Change is good, donkey

Never get too comfortable.

I was reminded of this with the Google redesign(s) in 2011. Even though they weren’t a total shock (it was about time), they still made me entirely uncomfortable.

This is, in part, because Google is as central to getting around today as the U.S. Interstate Highway System once was. And when a change is made, it impacts, in a crucial way, the way we navigate.

Back then, in 1926 specifically, Bureau of Public Roads employee, Edwin W. James, came up with what we today know as the interstate numbering system. Prior to that, people relied on a color coding system to know where they were, and where they were going. Telephone poles lined highways and color bands ringed those poles, corresponding to individual trails across the country. As trails expanded, telephone poles became painted from the ground up, 15 feet high, so trying to distinguish one color from the next became a dangerous and confusing distraction.

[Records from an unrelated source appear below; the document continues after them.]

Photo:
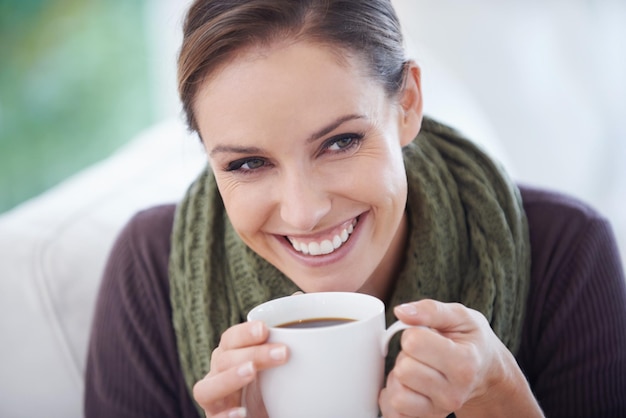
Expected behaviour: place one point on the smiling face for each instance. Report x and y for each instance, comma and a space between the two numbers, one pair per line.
306, 151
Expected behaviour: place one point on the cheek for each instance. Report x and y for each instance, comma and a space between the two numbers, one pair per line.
245, 205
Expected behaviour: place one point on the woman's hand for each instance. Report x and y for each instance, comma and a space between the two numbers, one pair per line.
234, 364
453, 363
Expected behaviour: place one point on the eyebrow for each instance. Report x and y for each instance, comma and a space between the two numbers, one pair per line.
312, 138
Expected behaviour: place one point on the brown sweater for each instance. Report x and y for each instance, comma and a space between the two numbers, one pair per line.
573, 348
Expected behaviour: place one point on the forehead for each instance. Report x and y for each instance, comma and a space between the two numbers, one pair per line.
284, 84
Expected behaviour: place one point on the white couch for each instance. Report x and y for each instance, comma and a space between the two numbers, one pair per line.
52, 251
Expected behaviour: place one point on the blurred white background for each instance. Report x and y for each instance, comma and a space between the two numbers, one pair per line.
543, 83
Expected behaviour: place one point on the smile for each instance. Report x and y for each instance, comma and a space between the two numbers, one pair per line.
324, 246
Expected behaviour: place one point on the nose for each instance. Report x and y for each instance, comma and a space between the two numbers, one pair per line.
304, 201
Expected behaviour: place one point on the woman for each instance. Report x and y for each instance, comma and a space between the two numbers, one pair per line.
324, 175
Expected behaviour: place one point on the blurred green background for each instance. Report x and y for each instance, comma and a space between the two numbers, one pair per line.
73, 88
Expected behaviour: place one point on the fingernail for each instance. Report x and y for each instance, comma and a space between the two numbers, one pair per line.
257, 330
408, 309
238, 413
246, 369
278, 353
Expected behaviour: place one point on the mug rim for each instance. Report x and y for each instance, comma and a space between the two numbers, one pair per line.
375, 305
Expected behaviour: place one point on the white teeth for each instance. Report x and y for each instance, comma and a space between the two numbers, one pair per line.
314, 248
327, 246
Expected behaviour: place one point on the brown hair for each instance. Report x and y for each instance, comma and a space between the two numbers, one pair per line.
216, 30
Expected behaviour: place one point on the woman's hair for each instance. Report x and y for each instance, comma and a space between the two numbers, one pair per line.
216, 30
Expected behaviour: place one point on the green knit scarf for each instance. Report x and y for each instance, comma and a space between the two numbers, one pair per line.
468, 243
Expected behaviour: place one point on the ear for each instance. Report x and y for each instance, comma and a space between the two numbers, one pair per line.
411, 105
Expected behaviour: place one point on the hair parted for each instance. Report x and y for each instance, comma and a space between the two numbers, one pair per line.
216, 30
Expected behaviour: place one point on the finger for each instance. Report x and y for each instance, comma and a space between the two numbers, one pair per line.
397, 401
263, 356
239, 412
438, 315
214, 392
428, 382
245, 334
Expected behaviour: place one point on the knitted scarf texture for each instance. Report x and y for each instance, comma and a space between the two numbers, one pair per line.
468, 243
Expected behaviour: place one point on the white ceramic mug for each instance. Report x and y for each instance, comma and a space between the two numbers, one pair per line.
333, 371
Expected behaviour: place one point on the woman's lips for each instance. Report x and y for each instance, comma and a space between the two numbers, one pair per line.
323, 245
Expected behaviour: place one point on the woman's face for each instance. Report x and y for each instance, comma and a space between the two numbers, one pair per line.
306, 151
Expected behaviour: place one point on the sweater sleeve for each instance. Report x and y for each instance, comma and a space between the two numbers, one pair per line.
132, 365
574, 351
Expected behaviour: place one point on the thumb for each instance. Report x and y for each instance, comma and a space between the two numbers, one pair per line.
434, 314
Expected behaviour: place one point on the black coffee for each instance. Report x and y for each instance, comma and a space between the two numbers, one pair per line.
315, 322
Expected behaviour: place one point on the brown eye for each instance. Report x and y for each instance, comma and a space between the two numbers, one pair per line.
343, 142
246, 164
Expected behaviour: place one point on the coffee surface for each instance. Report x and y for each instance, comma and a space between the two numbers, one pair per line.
315, 322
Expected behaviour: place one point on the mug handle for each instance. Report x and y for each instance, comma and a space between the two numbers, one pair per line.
391, 331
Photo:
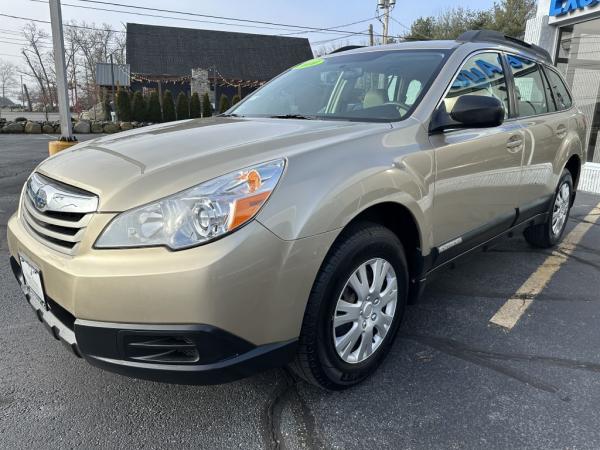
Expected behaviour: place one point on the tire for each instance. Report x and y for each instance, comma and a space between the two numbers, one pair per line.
319, 360
546, 235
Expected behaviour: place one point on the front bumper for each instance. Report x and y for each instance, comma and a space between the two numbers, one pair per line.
186, 354
235, 305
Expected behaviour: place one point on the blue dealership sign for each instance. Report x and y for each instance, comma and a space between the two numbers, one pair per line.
560, 7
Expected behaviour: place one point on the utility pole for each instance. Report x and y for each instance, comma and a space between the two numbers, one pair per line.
112, 82
386, 6
58, 44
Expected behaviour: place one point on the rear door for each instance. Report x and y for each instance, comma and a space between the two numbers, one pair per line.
478, 170
545, 129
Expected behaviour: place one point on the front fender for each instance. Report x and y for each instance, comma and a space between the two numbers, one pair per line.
324, 190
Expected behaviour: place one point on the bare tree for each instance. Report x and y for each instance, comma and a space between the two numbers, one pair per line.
7, 76
39, 60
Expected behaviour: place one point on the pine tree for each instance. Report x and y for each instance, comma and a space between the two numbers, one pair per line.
206, 106
183, 107
138, 107
153, 113
123, 105
195, 107
106, 109
168, 107
224, 104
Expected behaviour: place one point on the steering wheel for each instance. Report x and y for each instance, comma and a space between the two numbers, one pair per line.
402, 107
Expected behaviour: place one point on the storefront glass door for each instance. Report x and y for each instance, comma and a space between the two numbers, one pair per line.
579, 61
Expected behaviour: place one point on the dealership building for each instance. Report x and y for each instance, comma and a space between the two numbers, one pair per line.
570, 31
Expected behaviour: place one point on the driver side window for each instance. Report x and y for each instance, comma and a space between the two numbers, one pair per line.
483, 75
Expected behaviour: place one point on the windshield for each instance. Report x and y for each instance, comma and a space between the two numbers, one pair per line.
369, 86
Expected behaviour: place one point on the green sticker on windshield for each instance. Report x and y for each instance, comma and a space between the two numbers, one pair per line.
310, 63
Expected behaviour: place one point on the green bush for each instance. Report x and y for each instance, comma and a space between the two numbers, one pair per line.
168, 107
183, 107
138, 107
224, 104
206, 106
195, 107
153, 113
123, 105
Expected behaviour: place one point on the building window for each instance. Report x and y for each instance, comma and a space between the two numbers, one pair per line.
578, 59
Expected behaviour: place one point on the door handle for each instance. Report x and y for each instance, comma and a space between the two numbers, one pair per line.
514, 144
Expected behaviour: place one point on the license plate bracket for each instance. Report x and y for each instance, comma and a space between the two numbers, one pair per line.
32, 282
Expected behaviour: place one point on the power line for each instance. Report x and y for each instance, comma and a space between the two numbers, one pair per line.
409, 29
337, 27
109, 29
326, 41
232, 19
159, 16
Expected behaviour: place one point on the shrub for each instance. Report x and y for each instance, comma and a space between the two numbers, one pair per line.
168, 107
183, 107
195, 107
123, 105
138, 107
224, 104
153, 113
206, 106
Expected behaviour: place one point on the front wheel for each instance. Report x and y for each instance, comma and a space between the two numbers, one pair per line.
355, 308
549, 233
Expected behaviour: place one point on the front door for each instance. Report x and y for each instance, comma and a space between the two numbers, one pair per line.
478, 171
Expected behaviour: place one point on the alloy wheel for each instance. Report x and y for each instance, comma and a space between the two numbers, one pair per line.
365, 310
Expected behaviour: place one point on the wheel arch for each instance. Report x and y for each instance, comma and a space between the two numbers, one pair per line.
573, 165
403, 223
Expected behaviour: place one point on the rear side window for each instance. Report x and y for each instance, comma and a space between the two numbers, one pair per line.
530, 89
561, 93
482, 74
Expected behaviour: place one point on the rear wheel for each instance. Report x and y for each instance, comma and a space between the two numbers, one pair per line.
549, 233
355, 308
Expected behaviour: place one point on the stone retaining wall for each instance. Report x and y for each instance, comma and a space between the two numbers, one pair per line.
80, 127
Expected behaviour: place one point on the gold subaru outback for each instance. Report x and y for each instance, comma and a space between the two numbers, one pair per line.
295, 228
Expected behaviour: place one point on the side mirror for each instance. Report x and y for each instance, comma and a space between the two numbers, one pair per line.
470, 111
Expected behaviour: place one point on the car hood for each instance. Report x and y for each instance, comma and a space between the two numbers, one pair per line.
139, 166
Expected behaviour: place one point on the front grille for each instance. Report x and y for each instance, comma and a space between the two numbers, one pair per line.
64, 214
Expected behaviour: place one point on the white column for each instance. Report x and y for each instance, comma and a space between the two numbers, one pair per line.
61, 71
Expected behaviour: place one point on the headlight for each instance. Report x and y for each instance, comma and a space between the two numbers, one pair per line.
197, 215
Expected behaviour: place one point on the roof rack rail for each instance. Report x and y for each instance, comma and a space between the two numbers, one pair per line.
346, 48
499, 38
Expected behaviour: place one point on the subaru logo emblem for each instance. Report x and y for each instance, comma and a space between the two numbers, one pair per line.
41, 199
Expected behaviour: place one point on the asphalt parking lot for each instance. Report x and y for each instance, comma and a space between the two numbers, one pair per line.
453, 380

E.W. James changed that. He decided all north/south highways would be numbered with odd numbers; all east/west numbers would have even numbers; and numbers would increase as you go east and north. The new system had the advantage of not only being expandable (numbers are infinite; poles are not) but it also allowed a motorist to figure out where he was at any given time based on an intersection.

James gave navigation a shape, just like Google gave navigation a shape. When the shape changed—both in 1926 and 2011—people had to adjust. Change is good; it just takes time to adjust to it. Never get too comfortable. Good change is always around the corner.